I didn't mean to push for the short-term solution :) So far we almost didn't notice this issue. It's fine to wait until we find a robust solution.

gavinleroy commented 2 years ago

I overestimated the amount of free time I'd have towards the end of the semester but had some time today to look into this again, and here's what I've found:

Originally, the concern was with zombie prusti-server and prusti-server-driver processes probably caused by interrupting the testing suite. Looking at the Python src for subprocess we can see that a KeyboardInterrupt will cause a SIGKILL to be sent to the subprocess. This was already identified as being a potential issue, thus on my personal fork I updated this to send a SIGINT instead. This should in the general case help clean-up processes when interrupting a testing suite run.
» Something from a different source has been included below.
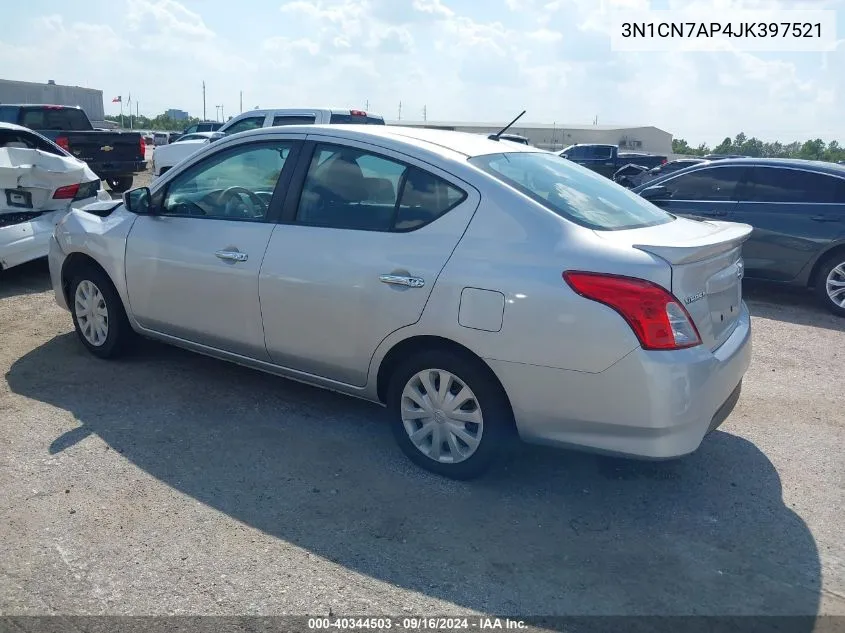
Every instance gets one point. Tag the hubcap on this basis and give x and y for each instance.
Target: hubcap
(91, 313)
(835, 285)
(441, 416)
Regarding the specific case I had previously pointed out found here. This is the single place in the testing suite where something like this occurs and I believe a suitable fix would be to alter the code to use a SIGINT.

Since the above two changes, I haven't been able to leak a child process on my machine though I'm sure it might still be possible.
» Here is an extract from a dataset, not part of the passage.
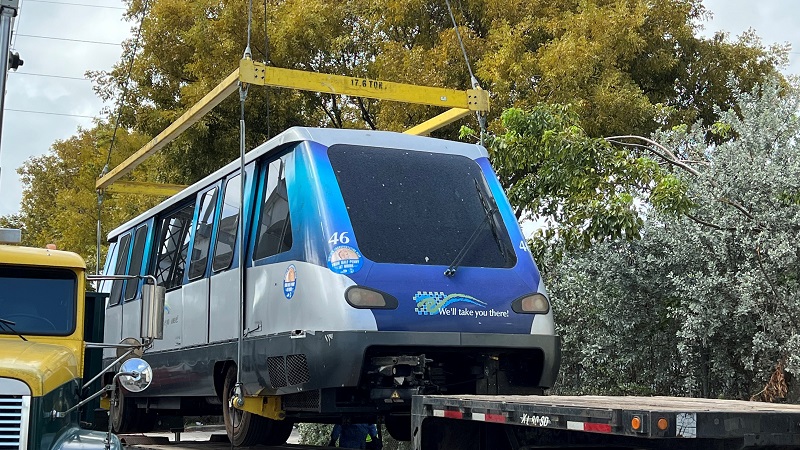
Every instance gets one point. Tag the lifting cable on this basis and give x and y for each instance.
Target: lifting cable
(238, 391)
(120, 104)
(473, 80)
However, there still exists a small problem with the RAII pattern ChildGuard, namely, Rust programs do not unwind on SIGINT. Thus, interrupting a testing suite run with Ctrl-C during this specific test would still leak the processes because the program is aborted and the ChildGuard destructor never runs.

I don't personally know the best way to deal with the last mentioned issue but if my first two changes seem reasonable I'd be happy to open a small PR for them.
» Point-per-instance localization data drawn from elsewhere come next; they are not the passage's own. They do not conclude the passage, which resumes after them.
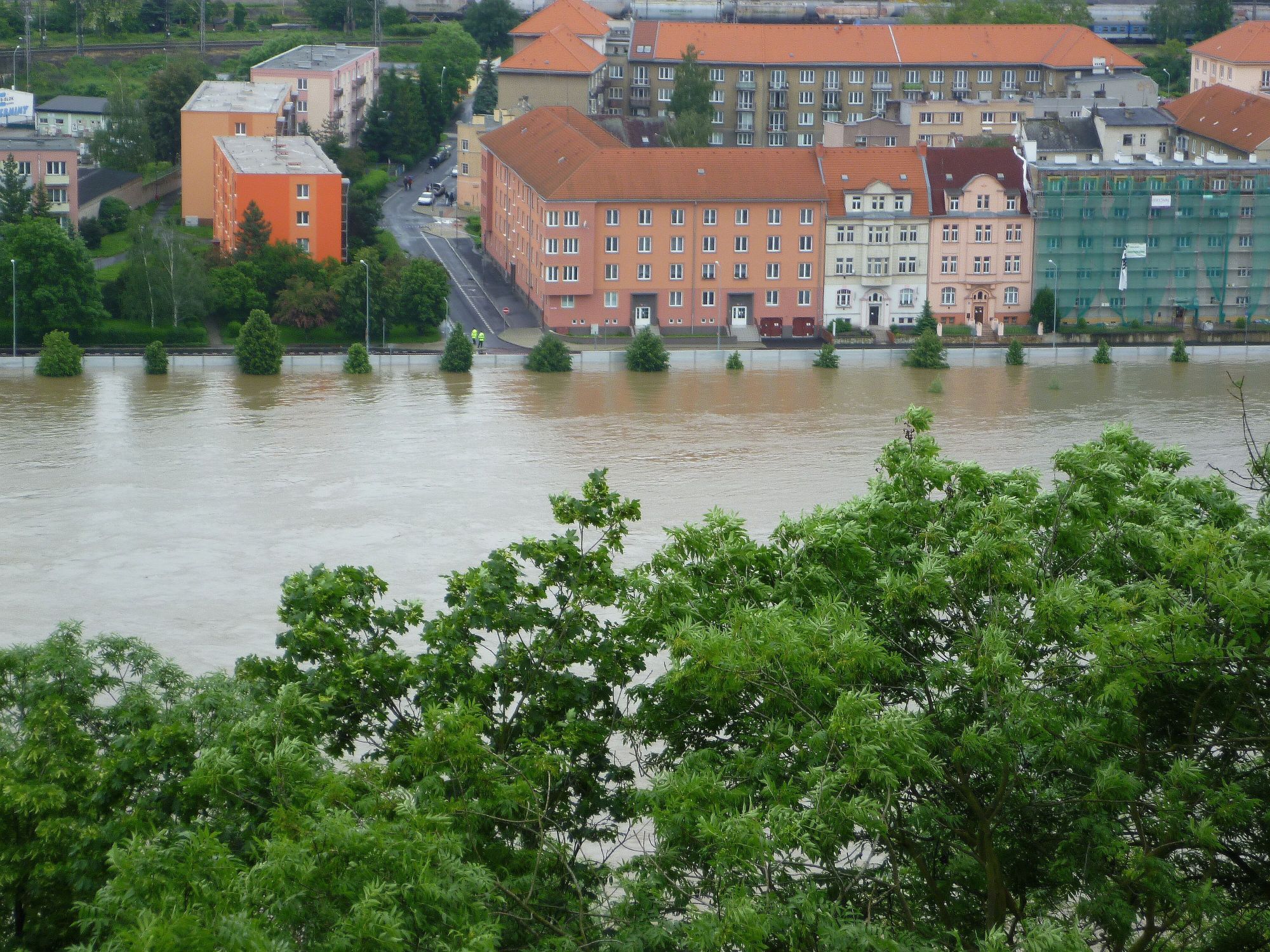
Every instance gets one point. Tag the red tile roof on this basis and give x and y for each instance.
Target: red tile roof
(563, 161)
(578, 17)
(1249, 43)
(855, 169)
(1229, 116)
(558, 51)
(1059, 46)
(956, 168)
fpoli commented 1 year ago

The recent Windows CI failures seem related to this issue. After the test suite successfully terminates, prusti-server-driver.exe is still running while prusti-server.exe is not.

The proper solution used in cargo and rustup is to use the CreateJobObjectW API of Windows to reliably kill a process tree. This file seems ready to be copy-pasted and used in every binary of prusti-launch: https://github.com/rust-lang/rustup/blob/master/src/cli/job.rs This might also make the ChildGuard solution no longer necessary.

//! Job management (mostly for Windows)
//!
//! Most of the time when you're running cargo you expect Ctrl-C to actually
//! terminate the entire tree of processes in play, not just the one at the top
//! (cargo). This currently works "by default" on Unix platforms because Ctrl-C
//! actually sends a signal to the *process group* rather than the parent
//! process, so everything will get torn down. On Windows, however, this does
//! not happen and Ctrl-C just kills cargo.
//!
//! To achieve the same semantics on Windows we use Job Objects to ensure that
//! all processes die at the same time. Job objects have a mode of operation
//! where when all handles to the object are closed it causes all child
//! processes associated with the object to be terminated immediately.
//! Conveniently whenever a process in the job object spawns a new process the
//! child will be associated with the job object as well. This means if we add
//! ourselves to the job object we create then everything will get torn down!